El Gobierno prorroga la actividad de Garoña

El Consejo de Seguridad Nuclear (CSN) acaba de hacer público el informe solicitado por el Ministerio de Industria, Energía y Turismo (MINETUR), para alargar la vida operativa de la central nuclear de Santa María de Garoña (Burgos) más allá de 2013, fecha de vigencia del actual permiso de explotación, hasta 2019. Para Ecologistas en Acción, como era de esperar, en un organismo dirigido por cinco consejeros pro-nucleares (dos designados por el PP, dos por el PSOE y uno por CiU), la petición nunca ha pasado de ser una mera formalidad. Para la organización ecologistas es claro que este organismo responde a los intereses de Nuclenor (Sociedad formada por Iberdrola, Endesa e Hidrocantábrico), en detrimento de la seguridad de la sociedad española.

Al conceder una nueva autorización de explotación, además de los nuevos requisitos – derivados de las pruebas de estrés – los titulares de la central deberán cumplir con los ya aprobados en el informe de 2009. Entre estos figuran un nuevo sistema de tratamiento de gases de reserva, modificaciones sobre el aislamiento de la contención, independencia de sistemas eléctricos, y modificaciones en los sistemas contra incendios.

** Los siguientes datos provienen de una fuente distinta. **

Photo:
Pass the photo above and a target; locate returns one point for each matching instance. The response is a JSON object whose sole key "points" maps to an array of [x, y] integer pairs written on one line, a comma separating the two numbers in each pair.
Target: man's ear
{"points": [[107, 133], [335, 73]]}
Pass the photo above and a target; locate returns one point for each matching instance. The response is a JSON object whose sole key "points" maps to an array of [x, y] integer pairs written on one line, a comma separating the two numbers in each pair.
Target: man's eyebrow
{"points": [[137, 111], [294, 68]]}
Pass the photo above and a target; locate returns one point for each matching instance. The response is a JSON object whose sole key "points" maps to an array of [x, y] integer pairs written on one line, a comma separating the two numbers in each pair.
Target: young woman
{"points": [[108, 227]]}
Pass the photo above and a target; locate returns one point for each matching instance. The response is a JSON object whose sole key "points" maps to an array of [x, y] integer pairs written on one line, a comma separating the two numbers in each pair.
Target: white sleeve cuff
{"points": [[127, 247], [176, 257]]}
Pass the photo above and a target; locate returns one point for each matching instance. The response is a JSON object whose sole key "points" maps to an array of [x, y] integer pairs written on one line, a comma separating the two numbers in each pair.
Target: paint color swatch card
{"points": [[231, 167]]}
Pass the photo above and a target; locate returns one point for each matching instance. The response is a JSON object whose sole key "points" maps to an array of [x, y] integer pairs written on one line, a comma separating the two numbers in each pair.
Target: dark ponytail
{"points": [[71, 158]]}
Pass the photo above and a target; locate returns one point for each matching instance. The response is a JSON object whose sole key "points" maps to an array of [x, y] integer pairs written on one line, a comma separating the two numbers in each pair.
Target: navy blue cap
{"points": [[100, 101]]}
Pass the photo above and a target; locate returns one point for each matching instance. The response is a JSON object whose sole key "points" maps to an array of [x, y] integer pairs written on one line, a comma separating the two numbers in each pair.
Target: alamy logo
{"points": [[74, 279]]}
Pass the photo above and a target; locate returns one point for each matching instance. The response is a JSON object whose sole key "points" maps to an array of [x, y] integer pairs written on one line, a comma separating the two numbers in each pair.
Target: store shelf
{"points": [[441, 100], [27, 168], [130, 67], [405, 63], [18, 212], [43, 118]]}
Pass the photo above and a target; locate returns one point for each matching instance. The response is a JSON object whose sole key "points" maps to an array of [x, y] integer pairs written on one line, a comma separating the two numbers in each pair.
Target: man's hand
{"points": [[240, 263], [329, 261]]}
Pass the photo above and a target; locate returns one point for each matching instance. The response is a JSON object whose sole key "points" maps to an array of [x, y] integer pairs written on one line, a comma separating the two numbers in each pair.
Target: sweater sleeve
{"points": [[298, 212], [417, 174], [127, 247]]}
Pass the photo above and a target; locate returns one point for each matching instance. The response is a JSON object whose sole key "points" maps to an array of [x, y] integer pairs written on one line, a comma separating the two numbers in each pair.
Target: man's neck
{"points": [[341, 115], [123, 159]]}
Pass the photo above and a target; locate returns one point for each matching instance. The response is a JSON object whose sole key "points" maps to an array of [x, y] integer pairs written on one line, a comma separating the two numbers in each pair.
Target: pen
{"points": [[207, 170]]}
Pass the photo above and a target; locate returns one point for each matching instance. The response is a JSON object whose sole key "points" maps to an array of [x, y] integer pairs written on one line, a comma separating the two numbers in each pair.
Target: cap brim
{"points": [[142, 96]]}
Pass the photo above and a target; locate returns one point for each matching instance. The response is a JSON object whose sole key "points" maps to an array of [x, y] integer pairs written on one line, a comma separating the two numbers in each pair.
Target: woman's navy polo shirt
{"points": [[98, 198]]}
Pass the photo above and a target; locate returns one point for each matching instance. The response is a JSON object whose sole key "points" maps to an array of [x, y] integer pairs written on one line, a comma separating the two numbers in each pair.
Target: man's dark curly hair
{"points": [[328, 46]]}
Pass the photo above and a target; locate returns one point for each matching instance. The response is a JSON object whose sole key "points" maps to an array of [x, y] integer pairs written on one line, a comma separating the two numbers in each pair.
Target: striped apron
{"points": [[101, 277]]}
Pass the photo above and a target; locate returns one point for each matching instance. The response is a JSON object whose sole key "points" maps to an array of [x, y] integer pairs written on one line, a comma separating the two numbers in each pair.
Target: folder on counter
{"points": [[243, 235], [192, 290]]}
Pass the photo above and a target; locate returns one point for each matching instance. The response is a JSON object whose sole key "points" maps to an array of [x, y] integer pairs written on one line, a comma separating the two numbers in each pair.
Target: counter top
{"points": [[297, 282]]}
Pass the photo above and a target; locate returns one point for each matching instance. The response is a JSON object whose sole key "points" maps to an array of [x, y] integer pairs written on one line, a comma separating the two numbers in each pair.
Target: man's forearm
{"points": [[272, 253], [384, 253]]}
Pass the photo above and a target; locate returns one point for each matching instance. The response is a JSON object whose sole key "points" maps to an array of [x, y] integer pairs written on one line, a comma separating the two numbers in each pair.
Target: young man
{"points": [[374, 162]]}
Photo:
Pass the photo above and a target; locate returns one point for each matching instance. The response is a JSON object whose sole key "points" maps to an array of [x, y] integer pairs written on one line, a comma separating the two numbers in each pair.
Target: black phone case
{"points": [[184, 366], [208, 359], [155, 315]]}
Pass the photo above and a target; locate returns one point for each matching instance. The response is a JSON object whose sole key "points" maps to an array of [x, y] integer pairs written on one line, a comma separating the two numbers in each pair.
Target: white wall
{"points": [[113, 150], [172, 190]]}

En cuanto al aislamiento de contención, las modificaciones requeridas son anteriores al accidente de Fukushima, cuyo reactor número 1 era gemelo al de Garoña. Por lo tanto tendrían que haber sido revisadas, pues quedó demostrada la endeblez del edificio ante una explosión de hidrógeno, en las imágenes de lo que queda de la contención de Fukushima I.

En cuanto al cableado, es una exigencia que se ha cumplido en muchas de las centrales de este tipo que quedan en el mundo occidental. Tras el accidente de Vandellós I, quedó comprobado que los circuitos de señal y de potencia deben transitar de forma independiente, pues una explosión en un lugar común a ambos puede dejar el reactor fuera de control, como ocurrió en la central tarraconense. Desde 1989 no se han tomado las medidas necesarias, y ambos cables van paralelos en la central de Garoña. En teoría, según el anterior informe, de 2009, debe estar solucionado antes de 2013.

En ninguno de los recientes informes del CSN se habla de la corrosión de las penetraciones de las barras de control – elemento fundamental para la seguridad – ni del archireparado barrilete, estructura de acero que rodea al combustible dentro de la vasija del reactor, que sufre agrietamiento múltiple solucionado con soldaduras. En centrales similares ha sido sustituido por uno nuevo. Por otro lado, las vibraciones ocasionadas por todas estas deficiencias provocan fisuras en las varillas de combustible, desde unos meses antes de la recarga, hasta que se produce ésta, que provocan un aumento considerable de la tasa de radiactividad del circuito primario.

Para Ecologistas en Acción, es una irresponsabilidad mantener abierta una central vieja, construida antes de las enseñanzas de los principales accidentes nucleares – comenzó a funcionar en 1971, mucho antes de los sucesos de Chernobil y Harrisbourg – y aquejada de problemas mal solucionados.

Con esta nueva prórroga queda demostrada además la connivencia con la central del anterior Gobierno, que anunció a bombo y platillo que la central estaría obligada a tomar las medidas necesarias para hacer irreversible su cierre en 2013. Nunca existieron tales medidas, puesto que la central solo se puede manipular en los periodos de recarga, que en el caso de Garoña suceden cada dos años. El anterior Gobierno es tan responsable como este de lo que pueda suceder en el futuro.